En mai 2026, un petit point d’étape sur l’avancement du travail du projet Castagniccia, Orezza (Corse).

Ce projet de recherche est un projet à long terme sans financement dédié, qui prend donc son temps. Néanmoins, le travail — titanesque ! — avance.

– L’intégralité des registres d’état civil de la commune (en privilégiant ceux conservés en mairie, car ils contiennent de précieuses annotations marginales, sinon complétant quand c’était possible avec ceux conservés aux Archives départementales), ainsi que…
– l’intégralité des registres paroissiaux de l’ancien régime disponibles aux Archives départementales et dans le fond Franciscorsa (association franciscaine à Bastia) ont été transcrits dans une base de données.

Nous avons donc, grosso modo, entre 1770 et 1970, l’intégralité des actes de naissance/baptême (environ 2000 individus), de mariage (environ 550) et de décès/sépulture (environ 1500) des trois hameaux la commune de Nocario.

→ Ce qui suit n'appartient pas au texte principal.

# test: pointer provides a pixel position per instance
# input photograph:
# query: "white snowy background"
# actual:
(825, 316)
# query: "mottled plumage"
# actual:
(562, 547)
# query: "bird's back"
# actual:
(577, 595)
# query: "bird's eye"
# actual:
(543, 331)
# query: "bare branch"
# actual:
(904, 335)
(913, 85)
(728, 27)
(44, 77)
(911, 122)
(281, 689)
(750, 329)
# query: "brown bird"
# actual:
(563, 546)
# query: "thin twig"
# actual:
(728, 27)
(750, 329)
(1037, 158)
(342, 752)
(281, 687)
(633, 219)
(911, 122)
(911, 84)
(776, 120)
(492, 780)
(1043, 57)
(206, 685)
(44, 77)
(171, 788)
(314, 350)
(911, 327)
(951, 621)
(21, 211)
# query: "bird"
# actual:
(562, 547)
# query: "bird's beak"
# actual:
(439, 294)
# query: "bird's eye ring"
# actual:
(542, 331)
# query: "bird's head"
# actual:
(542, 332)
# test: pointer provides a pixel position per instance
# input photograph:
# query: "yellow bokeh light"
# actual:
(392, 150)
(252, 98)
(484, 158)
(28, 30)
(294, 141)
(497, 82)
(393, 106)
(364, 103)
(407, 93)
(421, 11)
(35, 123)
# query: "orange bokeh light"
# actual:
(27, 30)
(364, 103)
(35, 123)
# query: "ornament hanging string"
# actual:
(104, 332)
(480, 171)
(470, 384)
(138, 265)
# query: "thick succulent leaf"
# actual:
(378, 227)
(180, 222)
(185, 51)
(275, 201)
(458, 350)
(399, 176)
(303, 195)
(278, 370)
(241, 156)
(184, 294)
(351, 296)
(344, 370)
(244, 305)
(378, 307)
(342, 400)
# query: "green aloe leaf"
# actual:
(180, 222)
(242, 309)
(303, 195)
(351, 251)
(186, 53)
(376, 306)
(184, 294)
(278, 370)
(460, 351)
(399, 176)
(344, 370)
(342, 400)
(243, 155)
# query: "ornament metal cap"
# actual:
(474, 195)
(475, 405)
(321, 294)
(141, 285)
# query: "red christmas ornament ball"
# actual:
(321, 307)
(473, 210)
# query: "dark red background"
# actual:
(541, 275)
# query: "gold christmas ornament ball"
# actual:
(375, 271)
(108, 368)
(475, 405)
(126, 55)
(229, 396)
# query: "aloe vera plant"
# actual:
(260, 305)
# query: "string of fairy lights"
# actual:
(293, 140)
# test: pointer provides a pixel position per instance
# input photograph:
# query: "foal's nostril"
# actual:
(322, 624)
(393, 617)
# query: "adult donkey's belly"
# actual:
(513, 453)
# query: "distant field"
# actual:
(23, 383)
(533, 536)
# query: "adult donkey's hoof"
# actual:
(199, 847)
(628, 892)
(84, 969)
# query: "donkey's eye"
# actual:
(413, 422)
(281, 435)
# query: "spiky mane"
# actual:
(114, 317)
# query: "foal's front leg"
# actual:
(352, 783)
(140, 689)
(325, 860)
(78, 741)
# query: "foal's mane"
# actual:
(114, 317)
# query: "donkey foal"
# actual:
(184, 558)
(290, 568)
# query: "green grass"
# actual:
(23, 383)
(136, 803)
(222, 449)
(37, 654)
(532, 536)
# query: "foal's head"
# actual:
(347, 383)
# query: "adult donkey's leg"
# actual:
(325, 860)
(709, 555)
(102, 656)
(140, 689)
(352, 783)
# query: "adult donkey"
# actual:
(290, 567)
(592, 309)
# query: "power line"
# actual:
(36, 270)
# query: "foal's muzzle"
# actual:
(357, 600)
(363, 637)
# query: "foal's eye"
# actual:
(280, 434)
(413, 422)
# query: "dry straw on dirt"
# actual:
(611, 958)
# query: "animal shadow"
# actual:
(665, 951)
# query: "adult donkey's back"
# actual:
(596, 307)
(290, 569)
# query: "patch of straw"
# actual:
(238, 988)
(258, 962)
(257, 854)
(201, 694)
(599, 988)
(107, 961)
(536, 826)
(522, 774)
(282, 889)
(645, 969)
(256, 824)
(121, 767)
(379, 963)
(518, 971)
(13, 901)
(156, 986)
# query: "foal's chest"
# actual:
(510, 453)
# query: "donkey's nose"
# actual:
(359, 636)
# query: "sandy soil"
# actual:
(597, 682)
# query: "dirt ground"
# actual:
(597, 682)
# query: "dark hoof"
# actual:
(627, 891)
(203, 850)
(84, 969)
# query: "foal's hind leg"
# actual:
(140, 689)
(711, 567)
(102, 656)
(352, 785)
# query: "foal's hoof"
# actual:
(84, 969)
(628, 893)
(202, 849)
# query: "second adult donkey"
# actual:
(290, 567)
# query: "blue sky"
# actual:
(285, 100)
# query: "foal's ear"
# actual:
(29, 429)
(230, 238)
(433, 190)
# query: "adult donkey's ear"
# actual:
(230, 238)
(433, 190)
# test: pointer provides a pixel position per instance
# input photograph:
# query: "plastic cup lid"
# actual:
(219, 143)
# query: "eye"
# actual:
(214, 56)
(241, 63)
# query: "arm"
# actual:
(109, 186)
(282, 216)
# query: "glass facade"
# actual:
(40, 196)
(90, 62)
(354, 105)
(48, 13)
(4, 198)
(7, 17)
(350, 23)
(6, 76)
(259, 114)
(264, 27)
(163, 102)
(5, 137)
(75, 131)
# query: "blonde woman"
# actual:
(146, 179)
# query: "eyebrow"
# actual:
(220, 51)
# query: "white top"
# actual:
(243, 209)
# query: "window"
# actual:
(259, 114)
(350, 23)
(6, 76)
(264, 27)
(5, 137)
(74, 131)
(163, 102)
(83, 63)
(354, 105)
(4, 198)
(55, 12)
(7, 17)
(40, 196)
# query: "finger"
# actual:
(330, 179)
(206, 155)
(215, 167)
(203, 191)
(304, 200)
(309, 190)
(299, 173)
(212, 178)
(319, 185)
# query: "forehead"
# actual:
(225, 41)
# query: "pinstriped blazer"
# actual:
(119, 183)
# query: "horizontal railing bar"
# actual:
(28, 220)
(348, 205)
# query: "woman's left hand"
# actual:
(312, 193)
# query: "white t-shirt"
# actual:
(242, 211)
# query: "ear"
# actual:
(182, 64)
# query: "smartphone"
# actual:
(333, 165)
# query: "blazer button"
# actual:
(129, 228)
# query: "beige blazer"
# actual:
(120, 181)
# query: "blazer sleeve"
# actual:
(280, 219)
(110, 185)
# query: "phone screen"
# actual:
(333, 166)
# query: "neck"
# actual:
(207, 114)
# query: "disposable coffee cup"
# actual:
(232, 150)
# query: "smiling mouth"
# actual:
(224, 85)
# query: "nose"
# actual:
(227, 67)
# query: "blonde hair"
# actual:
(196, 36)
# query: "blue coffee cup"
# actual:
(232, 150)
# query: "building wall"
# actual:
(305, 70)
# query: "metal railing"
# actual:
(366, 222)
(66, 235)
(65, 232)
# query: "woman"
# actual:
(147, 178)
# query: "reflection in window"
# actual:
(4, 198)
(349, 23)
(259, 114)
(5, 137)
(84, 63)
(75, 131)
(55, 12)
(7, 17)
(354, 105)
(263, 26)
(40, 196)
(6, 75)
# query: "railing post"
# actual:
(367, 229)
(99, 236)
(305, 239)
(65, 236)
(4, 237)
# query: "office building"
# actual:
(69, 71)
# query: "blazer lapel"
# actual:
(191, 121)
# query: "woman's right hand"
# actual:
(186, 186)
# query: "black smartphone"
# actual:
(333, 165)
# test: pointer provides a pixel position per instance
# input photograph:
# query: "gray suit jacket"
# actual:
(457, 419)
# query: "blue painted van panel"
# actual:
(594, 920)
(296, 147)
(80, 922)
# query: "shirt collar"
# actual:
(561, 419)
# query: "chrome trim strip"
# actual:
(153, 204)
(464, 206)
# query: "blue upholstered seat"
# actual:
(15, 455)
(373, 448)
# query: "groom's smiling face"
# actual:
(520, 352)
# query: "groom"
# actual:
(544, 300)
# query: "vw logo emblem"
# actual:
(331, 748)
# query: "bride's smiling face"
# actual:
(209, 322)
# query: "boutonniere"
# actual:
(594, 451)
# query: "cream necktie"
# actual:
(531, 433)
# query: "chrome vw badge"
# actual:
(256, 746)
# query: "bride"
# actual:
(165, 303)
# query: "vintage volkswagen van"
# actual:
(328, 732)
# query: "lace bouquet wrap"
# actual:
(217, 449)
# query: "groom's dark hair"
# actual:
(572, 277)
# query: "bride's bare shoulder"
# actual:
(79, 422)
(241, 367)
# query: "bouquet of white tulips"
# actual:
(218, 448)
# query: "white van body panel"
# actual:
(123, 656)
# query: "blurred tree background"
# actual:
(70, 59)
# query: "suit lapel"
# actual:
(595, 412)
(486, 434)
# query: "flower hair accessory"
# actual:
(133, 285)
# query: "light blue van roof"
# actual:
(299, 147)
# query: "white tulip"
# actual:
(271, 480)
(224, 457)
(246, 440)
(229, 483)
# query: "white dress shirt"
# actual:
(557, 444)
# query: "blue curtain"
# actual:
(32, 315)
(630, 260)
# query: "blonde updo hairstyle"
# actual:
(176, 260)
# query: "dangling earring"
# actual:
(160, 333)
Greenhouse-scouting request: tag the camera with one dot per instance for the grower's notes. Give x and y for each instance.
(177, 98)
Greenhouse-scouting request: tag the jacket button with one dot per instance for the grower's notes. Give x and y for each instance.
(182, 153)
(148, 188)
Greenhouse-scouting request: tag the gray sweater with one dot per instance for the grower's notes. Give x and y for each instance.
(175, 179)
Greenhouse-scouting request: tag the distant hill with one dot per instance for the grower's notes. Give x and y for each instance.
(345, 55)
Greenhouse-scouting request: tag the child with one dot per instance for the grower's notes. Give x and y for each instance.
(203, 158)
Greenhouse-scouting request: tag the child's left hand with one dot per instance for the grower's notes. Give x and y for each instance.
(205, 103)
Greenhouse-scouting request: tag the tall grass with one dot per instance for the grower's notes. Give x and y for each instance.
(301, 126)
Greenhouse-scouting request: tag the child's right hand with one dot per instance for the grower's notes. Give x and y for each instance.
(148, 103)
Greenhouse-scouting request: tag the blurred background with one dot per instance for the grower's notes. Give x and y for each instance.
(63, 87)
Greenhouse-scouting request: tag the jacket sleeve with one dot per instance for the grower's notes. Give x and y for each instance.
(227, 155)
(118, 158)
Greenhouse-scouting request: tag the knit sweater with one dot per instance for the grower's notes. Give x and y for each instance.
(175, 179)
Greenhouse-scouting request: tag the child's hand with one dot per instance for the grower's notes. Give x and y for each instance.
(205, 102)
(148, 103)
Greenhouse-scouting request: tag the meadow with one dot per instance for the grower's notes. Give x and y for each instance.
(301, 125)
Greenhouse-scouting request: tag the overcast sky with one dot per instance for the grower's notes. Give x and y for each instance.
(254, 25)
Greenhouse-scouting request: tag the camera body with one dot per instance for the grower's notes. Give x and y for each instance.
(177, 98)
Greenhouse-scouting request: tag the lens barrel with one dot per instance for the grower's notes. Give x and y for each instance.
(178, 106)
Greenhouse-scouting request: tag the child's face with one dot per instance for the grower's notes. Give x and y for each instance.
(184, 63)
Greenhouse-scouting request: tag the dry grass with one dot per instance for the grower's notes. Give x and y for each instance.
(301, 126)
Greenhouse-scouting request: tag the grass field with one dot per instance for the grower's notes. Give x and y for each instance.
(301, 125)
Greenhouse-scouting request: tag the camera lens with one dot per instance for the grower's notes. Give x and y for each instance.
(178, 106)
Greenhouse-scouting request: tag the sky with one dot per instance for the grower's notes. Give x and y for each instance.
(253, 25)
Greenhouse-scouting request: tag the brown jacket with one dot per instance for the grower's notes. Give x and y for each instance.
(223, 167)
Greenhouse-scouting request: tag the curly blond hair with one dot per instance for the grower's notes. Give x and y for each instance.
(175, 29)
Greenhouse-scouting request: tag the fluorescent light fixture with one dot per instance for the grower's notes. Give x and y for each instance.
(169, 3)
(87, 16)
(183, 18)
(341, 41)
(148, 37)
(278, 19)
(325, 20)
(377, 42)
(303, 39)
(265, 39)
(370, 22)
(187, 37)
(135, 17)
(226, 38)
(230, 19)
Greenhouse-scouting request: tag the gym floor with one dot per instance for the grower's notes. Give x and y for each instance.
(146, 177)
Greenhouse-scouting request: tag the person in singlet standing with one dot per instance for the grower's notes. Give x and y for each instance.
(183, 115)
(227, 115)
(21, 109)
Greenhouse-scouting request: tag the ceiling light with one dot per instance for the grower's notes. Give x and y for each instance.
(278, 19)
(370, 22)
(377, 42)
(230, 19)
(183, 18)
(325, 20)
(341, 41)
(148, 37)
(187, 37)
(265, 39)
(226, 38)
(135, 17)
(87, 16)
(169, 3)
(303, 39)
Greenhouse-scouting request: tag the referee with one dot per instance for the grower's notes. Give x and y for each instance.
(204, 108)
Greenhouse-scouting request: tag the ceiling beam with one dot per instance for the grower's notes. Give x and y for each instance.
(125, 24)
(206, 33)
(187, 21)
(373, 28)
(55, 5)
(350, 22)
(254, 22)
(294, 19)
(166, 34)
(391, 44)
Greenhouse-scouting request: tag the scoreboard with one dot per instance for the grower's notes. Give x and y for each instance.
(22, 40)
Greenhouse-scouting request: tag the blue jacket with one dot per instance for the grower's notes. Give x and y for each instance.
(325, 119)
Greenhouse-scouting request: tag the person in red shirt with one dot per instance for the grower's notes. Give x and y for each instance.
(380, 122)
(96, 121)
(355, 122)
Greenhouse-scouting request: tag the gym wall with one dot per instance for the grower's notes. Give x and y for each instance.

– La généalogie systématique — c’est-à-dire la reconstitution des carrières biographiques des individus et la reconstitution des familles — est en bonne voie. Elle opère en suivant la norme internationale GEDCOM et forme la base de données GENS. Elle est longue et fastidieuse, car le travail est systématique, notamment en relevant les métiers donnés dans les registres pour chaque individu : par exemple, une personne est déclarée « propriatario » (propriétaire) à son mariage, puis « travagliatore » (travailleur agricole) à son premier enfant, puis « cochaiaro » (fabricant de cuillers en bois) au décès de ce dernier, puis « forgeron » à la naissance du troisième enfant, etc., jusqu’à son propre décès.

Nous avons à ce jour (mai 2026) un peu plus de 1000 individus identifiés et insérés dans le nexus que forment les généalogies nucarinchi — inévitablement, l’ensemble des familles se recoupent ou s’allient de multiples manières sur ces deux cents ans. In fine, ce seront plus de 2000 individus qui seront intégrés, plus que le nombre d’individus de l’ensemble des registres de naissance : d’une part, car une partie non négligeable n’a jamais été déclarée à la naissance dans les registres corses, et d’autre part, car les généalogies « recrutent » inévitablement ailleurs par mariage et migration, et préférentiellement dans les autres communes de la vallée d’Orezza et surtout dans les deux voisines — Verdese et Campana — qui formaient avec les hameaux de Nocario le querino (la paroisse d’ancien régime) de San Micaele (Saint-Michel).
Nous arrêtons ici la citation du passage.